The company was seen turning in a profit of 50 cents a share, with sales of $8.669 billion, according to a consensus estimate compiled by Thomson Reuters.

Oracle boosted its quarterly dividend to 6 cents a share, up from 5 cents a share. The increase of 20 percent matched a recent increase by business software rival SAP.

New software license sales, which generate high-margin, long-term maintenance contracts and are a good gauge of the company's future profits, rose 29 percent to $2.2 billion. That figure was above Oracle's own forecast.

Oracle expanded into the server hardware business last year with the purchase of Sun Microsystems.

On an unadjusted basis, Oracle reported a profit of 41 cents a share and sales of $8.76 billion. Wall Street analysts make their estimates on an adjusted basis, which excludes one-time items.

Oracle shares, which jumped more than 2 percent on the Nasdaq on Thursday, traded both above and below their closing mark in volatile extended trading. Get the latest after-hour quotes for Oracle here.

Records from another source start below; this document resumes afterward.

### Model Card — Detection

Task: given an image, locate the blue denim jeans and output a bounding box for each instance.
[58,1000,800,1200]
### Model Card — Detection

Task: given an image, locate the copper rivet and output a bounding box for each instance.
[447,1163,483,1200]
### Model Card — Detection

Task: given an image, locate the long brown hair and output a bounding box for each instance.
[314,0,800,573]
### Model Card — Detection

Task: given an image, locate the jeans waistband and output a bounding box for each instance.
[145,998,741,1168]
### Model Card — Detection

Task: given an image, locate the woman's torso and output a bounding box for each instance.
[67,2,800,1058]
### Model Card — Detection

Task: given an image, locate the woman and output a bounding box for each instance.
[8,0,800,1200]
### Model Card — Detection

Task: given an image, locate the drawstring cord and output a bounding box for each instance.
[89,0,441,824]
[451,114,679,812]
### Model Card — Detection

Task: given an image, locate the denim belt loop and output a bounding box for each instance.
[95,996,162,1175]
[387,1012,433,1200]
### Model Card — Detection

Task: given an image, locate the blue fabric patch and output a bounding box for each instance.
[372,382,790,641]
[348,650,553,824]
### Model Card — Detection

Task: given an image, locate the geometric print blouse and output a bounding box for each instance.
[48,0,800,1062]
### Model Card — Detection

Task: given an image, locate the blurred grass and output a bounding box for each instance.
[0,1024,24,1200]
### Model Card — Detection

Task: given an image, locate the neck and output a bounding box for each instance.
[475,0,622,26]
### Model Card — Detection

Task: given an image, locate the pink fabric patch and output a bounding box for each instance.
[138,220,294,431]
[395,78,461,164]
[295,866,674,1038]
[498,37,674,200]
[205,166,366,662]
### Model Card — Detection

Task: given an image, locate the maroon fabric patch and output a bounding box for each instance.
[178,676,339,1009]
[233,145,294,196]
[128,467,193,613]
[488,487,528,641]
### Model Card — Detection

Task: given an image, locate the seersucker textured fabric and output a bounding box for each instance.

Its results offered fresh evidence of the upward curve of technology spending as it battles Hewlett-Packard and International Business Machines to lead the cloud computing and data center revolution.

Executives told analysts they saw no material impact from the unfolding logistical tangles and power disruptions in Japan, which yielded 5 percent of its revenue in fiscal 2010.

Oracle's strategy of offering a one-stop shop for business software and hardware is showing signs of paying off in an improving economy.

Like IBM and Cisco Systems, Oracle and HP are aiming to provide the infrastructure for companies to move toward "cloud computing," where data is handled remotely in datacenters rather than on premises.

The looming battle between Oracle and HP is spiced up by the fact that former HP Chief Executive Mark Hurd—who left last year after a flap over inaccurate expense reports and a questionable relationship with a female contractor—now works at Oracle.

Ellison, not one typically to shy away from blasting competitors in public, was on jury duty and absent from Thursday's conference call with analysts.